[The History of Napoleon Buonaparte by John Gibson Lockhart]@TWC D-Link bookThe History of Napoleon Buonaparte CHAPTER XX 1/19
CHAPTER XX. Discontent of Prussia--Death of Pitt--Negotiation of Lords Yarmouth and Lauderdale broken off--Murder of Palm, the bookseller--Prussia declares War--Buonaparte heads the Army--Naumburg taken--Battle of Jena--Napoleon enters Berlin--Fall of Magdeburg, &c .-- Humiliation of Prussia--Buonaparte's cruelty to the Duke of Brunswick--his rapacity and oppression in Prussia. The establishment of the Confederation of the Rhine rendered Napoleon, in effect, sovereign of a large part of Germany; and seemed to have so totally revolutionised Central Europe, that Francis of Austria declared the Imperial Constitution at an end.

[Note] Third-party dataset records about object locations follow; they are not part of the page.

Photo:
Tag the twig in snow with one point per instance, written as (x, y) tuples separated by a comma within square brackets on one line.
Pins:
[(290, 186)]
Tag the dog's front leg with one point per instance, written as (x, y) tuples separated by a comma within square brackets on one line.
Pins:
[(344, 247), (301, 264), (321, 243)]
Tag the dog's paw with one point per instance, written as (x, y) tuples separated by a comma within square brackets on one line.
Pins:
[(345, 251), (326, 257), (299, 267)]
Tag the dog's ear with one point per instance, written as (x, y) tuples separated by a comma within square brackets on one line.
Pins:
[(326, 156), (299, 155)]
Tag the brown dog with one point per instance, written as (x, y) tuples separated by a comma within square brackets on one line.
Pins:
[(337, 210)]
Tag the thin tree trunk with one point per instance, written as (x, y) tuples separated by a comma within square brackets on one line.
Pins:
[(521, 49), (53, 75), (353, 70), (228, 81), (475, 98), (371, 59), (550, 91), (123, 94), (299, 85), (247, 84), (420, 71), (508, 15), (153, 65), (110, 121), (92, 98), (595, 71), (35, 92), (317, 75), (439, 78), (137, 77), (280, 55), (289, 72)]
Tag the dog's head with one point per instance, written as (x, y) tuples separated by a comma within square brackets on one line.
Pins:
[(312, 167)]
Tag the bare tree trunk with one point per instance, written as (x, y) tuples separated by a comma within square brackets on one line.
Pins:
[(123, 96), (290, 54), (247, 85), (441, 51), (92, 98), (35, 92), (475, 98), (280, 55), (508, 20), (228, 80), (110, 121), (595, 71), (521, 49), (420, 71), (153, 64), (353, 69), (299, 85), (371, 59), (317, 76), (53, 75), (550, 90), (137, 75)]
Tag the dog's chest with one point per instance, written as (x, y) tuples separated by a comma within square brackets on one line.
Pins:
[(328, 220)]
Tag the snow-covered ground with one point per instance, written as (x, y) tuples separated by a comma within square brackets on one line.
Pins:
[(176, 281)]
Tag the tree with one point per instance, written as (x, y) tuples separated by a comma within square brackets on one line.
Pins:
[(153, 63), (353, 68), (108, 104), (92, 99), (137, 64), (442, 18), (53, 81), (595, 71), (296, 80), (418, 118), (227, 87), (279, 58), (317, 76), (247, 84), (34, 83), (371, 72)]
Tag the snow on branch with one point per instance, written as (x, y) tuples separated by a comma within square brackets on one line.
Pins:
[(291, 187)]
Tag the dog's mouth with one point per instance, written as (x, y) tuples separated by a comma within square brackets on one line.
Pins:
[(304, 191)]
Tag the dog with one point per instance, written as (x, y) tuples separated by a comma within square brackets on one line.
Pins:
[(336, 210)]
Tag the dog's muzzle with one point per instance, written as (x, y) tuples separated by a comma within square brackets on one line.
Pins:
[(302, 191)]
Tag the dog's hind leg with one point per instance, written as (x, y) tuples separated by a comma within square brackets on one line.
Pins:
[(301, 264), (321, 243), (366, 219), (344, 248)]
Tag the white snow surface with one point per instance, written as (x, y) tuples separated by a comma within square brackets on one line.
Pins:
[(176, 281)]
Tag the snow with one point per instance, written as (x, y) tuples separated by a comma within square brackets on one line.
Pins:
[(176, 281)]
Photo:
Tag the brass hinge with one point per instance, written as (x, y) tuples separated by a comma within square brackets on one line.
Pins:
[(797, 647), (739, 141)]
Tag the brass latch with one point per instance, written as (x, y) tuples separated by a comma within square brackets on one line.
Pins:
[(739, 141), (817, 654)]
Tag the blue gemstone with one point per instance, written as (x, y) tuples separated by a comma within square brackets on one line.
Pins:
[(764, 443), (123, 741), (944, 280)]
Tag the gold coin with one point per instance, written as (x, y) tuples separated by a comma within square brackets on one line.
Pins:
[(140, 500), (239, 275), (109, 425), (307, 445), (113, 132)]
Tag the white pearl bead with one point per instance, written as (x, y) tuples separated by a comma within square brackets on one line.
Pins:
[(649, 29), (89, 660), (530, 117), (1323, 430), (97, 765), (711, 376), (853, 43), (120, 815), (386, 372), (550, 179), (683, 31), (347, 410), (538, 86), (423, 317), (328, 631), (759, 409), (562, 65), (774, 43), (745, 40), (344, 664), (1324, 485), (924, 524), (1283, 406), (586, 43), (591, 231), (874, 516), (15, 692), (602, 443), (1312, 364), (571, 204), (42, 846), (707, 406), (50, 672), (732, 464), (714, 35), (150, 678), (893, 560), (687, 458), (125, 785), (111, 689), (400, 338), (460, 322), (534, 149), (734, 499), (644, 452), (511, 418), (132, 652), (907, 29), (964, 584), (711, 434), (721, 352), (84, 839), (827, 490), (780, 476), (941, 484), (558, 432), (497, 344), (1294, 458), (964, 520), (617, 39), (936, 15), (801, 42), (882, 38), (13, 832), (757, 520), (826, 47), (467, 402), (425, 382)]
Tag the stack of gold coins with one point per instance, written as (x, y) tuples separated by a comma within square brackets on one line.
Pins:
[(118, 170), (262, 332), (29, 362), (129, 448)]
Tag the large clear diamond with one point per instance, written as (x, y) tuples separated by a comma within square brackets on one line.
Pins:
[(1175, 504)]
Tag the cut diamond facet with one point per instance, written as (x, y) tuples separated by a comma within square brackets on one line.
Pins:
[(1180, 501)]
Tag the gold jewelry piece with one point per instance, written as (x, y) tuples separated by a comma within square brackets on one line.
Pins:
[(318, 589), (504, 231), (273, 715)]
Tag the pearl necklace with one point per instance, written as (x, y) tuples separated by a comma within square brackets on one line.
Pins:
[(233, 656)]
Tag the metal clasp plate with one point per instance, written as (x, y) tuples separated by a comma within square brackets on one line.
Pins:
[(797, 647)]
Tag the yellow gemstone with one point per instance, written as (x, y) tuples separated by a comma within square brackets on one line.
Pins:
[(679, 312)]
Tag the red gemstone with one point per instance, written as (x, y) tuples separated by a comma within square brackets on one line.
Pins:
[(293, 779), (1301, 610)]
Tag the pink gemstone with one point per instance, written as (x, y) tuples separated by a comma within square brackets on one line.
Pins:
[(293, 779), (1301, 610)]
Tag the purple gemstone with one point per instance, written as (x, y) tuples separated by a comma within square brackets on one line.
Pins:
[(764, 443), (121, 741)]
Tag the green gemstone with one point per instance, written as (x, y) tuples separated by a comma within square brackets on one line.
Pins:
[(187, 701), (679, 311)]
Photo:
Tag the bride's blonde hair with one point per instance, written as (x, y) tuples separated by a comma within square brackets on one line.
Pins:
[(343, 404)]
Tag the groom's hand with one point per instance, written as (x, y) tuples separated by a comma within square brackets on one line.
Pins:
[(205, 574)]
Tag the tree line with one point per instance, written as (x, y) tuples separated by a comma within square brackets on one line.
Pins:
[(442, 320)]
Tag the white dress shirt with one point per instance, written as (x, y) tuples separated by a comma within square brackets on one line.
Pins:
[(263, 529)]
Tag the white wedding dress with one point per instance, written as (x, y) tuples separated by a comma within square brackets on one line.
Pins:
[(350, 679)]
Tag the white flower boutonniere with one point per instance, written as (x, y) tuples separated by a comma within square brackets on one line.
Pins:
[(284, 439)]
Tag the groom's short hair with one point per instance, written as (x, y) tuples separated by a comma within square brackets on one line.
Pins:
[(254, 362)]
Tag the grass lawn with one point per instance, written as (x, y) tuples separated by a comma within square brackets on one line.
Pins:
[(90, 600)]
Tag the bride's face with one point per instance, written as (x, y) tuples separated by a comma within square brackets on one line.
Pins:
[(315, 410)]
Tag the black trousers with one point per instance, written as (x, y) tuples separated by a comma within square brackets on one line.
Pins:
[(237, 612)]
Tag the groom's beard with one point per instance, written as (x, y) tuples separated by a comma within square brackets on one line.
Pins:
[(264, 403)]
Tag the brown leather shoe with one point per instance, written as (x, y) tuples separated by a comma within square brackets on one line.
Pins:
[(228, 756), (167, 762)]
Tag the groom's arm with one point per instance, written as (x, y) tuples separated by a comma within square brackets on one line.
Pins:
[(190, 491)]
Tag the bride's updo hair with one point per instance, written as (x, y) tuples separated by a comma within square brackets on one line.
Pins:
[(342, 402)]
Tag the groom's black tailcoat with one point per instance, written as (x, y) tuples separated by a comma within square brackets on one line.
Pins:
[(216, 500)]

He retained the title of Emperor as sovereign of his own hereditary dominions; but "The Holy Roman Empire," having lasted full one thousand years, was declared to be no more; and of its ancient influence the representative was to be sought for not at Vienna, but at Paris. The vacillating court of Berlin heard with much apprehension of the formation of the Rhenish confederacy;[53] and with deep resentment of its immediate consequence, the dissolution of the Germanic Empire.
The house of Brandenburg had consented to the humiliation of Francis in the hope of succeeding, at the next election, to the imperial crown so long worn by the princes of Austria; and now, not only was that long-cherished hope for ever dispelled, but it appeared that Napoleon had laid the foundation of a new system, under which the influence of the house of Brandenburg must, in all probability, be overruled far more effectually than it ever had been, of recent times, by the imperial prerogative of Austria. The only method of counteracting the consolidation of French power all over Germany, seemed to be that of creating another confederacy in the northern circles, capable of balancing the league of the Rhine.
The Elector of Saxony, however, perceived that Napoleon was not likely to acquiesce in the realisation of this scheme; and his Minister at Berlin continued to decline acceding to the Northern alliance.
The Prince of Hesse-Cassel took a similar view of the case; but acted with a degree of vacillation worthy of the late conduct of Prussia herself, refusing on the one hand to embrace the confederation proposed by the Cabinet of Berlin, and yet declining, on the other, to form part of the Rhenish league, to which effect Buonaparte had frequently and urgently invited this elector.